Jest to moja druga zima z tym autem i wyraźnie widać, że silnik ten nie lubi niskich temperatur. Latem w najgorętszych miesiącach spalanie waha się w przedziale 7,5l trasa, miasto 9l. Jeżdżę praktycznie zawsze z klimatyzacją. O dziwo w moim samochodzie nie ma różnicy, czy jadę sam dociągając auto do 190km/h, często dłuższe odcinki po 140-160, sporo hamowań i przyspieszeń (spalanie w lato 7,4l/100km), dzień później w aucie 4 dorosłe osoby i małe dziecko, spokojna jazda wiejskimi drogami po których praktycznie nikt nie jeździ i spalanie 7,4l/100km. Przejechałem autem całą Polskę w szerz x2 i również spaliło mi wtedy 7,4l/100km. Pewnie gdybym robił takie długie trasy częściej i jeździł oszczędnie może bym zszedł do wyników z innych raportów, ale nie rozumiem jak takim autem można jechać autostradą 100km/h skoro przy 140km/h nie odczuwa się zbytnio różnicy w komforcie jazdy.

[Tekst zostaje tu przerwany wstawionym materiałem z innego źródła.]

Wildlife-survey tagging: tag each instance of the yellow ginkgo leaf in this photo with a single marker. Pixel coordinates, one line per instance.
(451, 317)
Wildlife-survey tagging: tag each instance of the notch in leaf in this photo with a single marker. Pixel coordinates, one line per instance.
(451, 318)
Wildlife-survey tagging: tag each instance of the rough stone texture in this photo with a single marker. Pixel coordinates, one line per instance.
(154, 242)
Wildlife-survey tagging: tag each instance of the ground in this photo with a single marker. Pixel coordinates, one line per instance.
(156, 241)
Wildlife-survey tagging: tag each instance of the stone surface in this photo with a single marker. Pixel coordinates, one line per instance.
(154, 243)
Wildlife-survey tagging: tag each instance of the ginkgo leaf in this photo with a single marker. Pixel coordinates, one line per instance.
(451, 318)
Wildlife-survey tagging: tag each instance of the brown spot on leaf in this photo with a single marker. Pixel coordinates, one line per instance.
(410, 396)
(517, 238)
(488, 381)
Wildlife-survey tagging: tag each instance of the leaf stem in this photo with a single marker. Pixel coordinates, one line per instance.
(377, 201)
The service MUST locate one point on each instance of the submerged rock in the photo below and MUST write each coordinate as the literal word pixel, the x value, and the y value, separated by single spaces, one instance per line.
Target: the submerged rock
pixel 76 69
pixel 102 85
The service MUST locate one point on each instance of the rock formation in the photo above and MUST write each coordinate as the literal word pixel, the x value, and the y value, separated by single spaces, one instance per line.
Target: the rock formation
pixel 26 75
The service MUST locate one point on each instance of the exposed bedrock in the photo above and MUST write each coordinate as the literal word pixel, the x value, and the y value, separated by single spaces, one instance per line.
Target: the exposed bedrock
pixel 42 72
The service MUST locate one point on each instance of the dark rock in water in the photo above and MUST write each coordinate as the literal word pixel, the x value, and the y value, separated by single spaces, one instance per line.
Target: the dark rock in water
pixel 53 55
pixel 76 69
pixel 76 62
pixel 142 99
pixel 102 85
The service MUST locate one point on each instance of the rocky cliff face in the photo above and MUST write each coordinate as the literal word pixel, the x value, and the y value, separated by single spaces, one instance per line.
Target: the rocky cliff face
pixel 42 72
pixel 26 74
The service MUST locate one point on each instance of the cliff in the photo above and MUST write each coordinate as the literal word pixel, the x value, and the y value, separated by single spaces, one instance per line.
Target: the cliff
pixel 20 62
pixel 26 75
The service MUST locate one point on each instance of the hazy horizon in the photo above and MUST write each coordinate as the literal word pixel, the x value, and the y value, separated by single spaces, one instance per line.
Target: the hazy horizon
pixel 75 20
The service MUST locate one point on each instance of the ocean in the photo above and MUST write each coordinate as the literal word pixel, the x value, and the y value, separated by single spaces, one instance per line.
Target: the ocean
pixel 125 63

Kupując to auto liczyłem na niższe spalanie, ale jednak wyszło, że CDI sprawdza się, gdy ktoś robi minimum 1000km miesięcznie. U mnie auto w zimę robi jeden zbiornik na miesiąc czyli około 500km, latem służy mi więcej, bo były miesiące gdzie jeździłem po 1200-1600km miesięcznie i w tych ciepłych miesiącach, gdzie dużo miałem jazdy poza terenem zabudowanym spalanie utrzymywało się poniżej 8 litrów.